Ekspertów branży nie zaskakuje poprawa rentowności budowlanych spółek. Wieszczą jednak spadek marż w 2010 r.
Przed rozpoczęciem czwartkowej sesji Budimex, jako pierwsza z największych budowlanych firm na giełdzie, podał półroczne wyniki. Uwagę zwraca poprawa rentowności operacyjnej z 3,4 proc. po pierwszym półroczu 2008 r. do 5,2 proc. w tym samym okresie tego roku.
— Wyniki Budimeksu są barometrem budowlanki. Po ich publikacji spodziewam się, że Polimex–Mostostal również powinien pokazać lepszą rentowność. To efekt podpisywania kontraktów w czasach hossy. Teraz spadają ceny materiałów budowlanych, nie ma presji wynagrodzeń i można wykonywać kontrakty na wyższych marżach — mówi Krzysztof Pado z Beskidzkiego Domu Maklerskiego (BDM).
Po półroczu przychody Budimeksu spadły z 1,49 mld w tym samym okresie w 2008 r. do 1,48 mld zł. Wzrósł zysk operacyjny do 77 mln zł (wobec 52 mln zł) i zysk netto przypadający na akcjonariuszy jednostki dominującej — do 67 mln zł (wobec 46 mln zł).
— Na poprawę wyników wpłynął wzrost rentowności działalności budowlanej dzięki poprawie marż na kontraktach, zwłaszcza infrastrukturalnych — komentuje Krzysztof Kozioł, rzecznik Budimeksu.
Według ekspertów, czas dobrych wyników się skończy.
— Wyniki z pierwszego kwartału były pozytywnym zaskoczeniem w całej budowlance. Firmy w większości zdobywały zlecenia w 2008 r. i realizowały je na wyższych marżach. Budimex pokazał bardzo dobre wyniki po półroczu 2009 r. Marża operacyjna w drugim kwartale była rewelacyjna jak na firmę z generalnego wykonawstwa. Cały rok będzie dobry dla budowlanki, ale 2010 już niekoniecznie. Problem pojawi się, gdy skończą się zlecenia z 2008 r. —uważa Tomasz Krukowski z Deutsche Bank.
Podobnego zdania jest analityk BDM.
— Kłopot będzie z umowami zawieranymi obecnie. Dodatkowo spółki już odczuwają wzrost konkurencji na przetargach — dodaje Krzysztof Pado.
Według Sebastiana Buczka, prezesa i zarządzającego Quercus TFI, dla niektórych dobra passa może potrwać jeszcze w przyszłym roku, ale później budowlanka będzie miała ogromne problemy z poprawianiem wyników.
— Dla większości firm budowlanych to ostatnie kwartały dobrych wyników.

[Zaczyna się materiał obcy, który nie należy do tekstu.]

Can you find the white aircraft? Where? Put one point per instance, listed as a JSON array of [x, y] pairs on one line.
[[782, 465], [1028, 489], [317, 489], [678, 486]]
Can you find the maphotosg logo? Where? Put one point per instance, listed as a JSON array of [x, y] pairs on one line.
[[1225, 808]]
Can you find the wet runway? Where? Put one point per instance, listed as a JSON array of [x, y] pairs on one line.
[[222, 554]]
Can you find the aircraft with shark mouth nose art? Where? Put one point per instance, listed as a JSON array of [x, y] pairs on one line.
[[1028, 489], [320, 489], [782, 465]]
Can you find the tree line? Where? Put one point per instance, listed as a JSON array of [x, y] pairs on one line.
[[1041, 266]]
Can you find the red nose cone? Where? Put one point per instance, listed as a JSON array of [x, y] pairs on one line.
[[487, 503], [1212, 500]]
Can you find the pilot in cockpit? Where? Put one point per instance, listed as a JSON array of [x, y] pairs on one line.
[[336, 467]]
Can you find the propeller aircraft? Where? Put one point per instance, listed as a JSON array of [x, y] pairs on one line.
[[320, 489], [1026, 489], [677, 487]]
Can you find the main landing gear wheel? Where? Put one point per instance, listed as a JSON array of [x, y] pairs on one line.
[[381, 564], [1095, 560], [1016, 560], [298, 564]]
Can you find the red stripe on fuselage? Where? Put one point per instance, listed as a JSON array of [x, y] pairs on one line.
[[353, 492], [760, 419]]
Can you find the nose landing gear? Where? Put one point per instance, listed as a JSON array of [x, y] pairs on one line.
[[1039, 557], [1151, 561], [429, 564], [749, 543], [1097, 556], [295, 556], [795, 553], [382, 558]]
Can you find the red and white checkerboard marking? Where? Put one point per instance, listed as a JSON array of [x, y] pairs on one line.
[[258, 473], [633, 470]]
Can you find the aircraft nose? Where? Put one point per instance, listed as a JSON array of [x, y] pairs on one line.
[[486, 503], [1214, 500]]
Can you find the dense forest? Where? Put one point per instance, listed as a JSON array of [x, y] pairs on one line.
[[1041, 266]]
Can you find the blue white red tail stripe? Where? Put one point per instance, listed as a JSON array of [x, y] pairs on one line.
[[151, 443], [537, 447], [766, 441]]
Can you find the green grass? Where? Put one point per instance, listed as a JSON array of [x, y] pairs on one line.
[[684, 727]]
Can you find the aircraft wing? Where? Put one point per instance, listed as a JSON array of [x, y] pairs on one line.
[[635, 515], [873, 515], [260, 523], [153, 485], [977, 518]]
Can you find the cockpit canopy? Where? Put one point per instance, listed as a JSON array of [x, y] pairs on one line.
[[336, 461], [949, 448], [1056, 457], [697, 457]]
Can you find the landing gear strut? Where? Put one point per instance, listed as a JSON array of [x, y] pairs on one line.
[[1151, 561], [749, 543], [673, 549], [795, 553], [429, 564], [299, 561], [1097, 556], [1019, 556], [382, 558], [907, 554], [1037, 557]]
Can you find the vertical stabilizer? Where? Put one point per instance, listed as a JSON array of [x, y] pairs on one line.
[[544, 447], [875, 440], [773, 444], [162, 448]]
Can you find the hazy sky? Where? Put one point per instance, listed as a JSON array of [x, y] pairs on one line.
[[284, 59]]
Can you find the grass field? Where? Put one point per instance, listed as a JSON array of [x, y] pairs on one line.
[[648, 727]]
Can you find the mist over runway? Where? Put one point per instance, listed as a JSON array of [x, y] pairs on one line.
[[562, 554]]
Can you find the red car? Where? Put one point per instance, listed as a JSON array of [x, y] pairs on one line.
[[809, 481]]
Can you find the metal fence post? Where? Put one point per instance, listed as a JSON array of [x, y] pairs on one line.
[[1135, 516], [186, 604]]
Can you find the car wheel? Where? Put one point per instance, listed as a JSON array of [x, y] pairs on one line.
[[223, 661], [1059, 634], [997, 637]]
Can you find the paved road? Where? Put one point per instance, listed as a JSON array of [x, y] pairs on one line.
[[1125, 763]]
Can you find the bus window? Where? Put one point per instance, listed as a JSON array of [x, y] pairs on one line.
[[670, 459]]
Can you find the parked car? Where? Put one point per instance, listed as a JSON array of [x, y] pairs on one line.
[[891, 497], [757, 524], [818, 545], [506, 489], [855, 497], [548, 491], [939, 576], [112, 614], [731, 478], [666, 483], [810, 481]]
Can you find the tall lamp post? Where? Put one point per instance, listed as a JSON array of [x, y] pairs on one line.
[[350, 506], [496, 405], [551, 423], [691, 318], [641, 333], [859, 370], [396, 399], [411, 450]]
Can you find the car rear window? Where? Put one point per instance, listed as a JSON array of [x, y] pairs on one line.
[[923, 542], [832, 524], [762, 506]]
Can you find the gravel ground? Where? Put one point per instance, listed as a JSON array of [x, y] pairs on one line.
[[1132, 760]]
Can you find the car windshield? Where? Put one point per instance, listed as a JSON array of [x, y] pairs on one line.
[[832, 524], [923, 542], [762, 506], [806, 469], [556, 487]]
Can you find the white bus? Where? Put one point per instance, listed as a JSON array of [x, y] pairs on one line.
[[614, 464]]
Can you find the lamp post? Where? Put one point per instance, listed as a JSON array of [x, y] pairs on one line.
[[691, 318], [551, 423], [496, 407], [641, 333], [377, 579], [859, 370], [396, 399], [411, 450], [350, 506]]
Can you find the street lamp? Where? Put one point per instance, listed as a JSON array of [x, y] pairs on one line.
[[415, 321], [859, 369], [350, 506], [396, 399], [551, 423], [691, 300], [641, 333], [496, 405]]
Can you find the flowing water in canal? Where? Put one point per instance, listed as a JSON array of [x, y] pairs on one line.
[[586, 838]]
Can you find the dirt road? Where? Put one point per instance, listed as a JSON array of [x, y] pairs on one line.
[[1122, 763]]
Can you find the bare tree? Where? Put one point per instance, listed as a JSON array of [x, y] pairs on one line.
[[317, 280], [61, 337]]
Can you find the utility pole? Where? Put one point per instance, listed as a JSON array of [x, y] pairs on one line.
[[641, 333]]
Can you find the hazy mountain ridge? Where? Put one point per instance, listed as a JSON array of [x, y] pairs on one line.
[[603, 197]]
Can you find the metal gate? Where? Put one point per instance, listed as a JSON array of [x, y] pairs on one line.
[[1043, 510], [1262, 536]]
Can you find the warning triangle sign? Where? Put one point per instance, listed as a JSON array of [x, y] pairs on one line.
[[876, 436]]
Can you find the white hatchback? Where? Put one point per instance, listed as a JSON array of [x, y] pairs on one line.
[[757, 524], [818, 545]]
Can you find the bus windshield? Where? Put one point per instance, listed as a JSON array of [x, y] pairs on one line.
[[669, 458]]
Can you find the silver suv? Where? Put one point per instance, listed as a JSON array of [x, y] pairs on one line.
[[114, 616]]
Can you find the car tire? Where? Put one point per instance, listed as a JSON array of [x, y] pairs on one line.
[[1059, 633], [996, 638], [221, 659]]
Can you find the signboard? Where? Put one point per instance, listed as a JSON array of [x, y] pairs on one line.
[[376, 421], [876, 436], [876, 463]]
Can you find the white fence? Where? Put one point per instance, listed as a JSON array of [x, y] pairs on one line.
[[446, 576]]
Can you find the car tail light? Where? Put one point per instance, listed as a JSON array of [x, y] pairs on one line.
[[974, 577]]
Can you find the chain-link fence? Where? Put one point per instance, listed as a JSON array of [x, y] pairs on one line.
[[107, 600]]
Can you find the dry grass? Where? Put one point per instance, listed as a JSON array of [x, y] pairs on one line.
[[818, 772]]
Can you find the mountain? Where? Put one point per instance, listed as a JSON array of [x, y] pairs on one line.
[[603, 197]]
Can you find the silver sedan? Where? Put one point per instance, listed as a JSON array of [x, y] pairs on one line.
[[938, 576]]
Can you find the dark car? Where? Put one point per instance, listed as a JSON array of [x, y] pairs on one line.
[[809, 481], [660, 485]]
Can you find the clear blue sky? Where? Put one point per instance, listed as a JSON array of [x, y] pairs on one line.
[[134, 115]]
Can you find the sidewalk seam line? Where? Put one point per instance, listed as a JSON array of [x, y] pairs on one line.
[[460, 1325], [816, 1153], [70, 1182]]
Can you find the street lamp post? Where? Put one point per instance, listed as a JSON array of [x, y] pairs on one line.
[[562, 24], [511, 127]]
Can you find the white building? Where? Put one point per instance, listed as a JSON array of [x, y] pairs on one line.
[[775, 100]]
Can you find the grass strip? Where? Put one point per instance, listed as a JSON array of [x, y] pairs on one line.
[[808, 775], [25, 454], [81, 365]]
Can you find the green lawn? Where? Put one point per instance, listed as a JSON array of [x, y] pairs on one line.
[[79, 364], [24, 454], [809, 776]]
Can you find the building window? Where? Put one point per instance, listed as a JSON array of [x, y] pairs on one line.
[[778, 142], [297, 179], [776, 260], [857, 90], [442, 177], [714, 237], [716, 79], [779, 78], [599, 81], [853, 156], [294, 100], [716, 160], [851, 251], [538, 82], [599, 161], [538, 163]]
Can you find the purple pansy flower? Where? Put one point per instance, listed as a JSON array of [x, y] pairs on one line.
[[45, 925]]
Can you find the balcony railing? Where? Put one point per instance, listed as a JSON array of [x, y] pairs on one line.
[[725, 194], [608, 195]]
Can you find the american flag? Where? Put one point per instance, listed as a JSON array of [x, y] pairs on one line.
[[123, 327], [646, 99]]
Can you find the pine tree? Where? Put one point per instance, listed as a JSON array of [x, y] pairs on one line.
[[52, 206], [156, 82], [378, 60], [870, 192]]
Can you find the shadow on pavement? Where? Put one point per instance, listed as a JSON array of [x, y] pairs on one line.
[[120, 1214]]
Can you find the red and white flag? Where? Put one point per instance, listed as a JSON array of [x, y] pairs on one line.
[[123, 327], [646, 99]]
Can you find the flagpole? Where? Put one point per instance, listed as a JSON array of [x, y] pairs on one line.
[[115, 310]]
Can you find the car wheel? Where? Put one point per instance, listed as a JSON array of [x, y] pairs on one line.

Inni, jak: PBG, Mostostal Warszawa, Mostostal Zabrze, powinni pokazać dobre wyniki tak jak Budimex. Rynek spodziewał się, że jeszcze ten kwartał będzie lepszy dla tej firmy. Dobre wyniki są już w cenie spółek. Przy dobrych nastrojach mogą spowodować krótkotrwały wzrost kursu, ale euforii inwestorów się nie spodziewam — mówi Sebastian Buczek.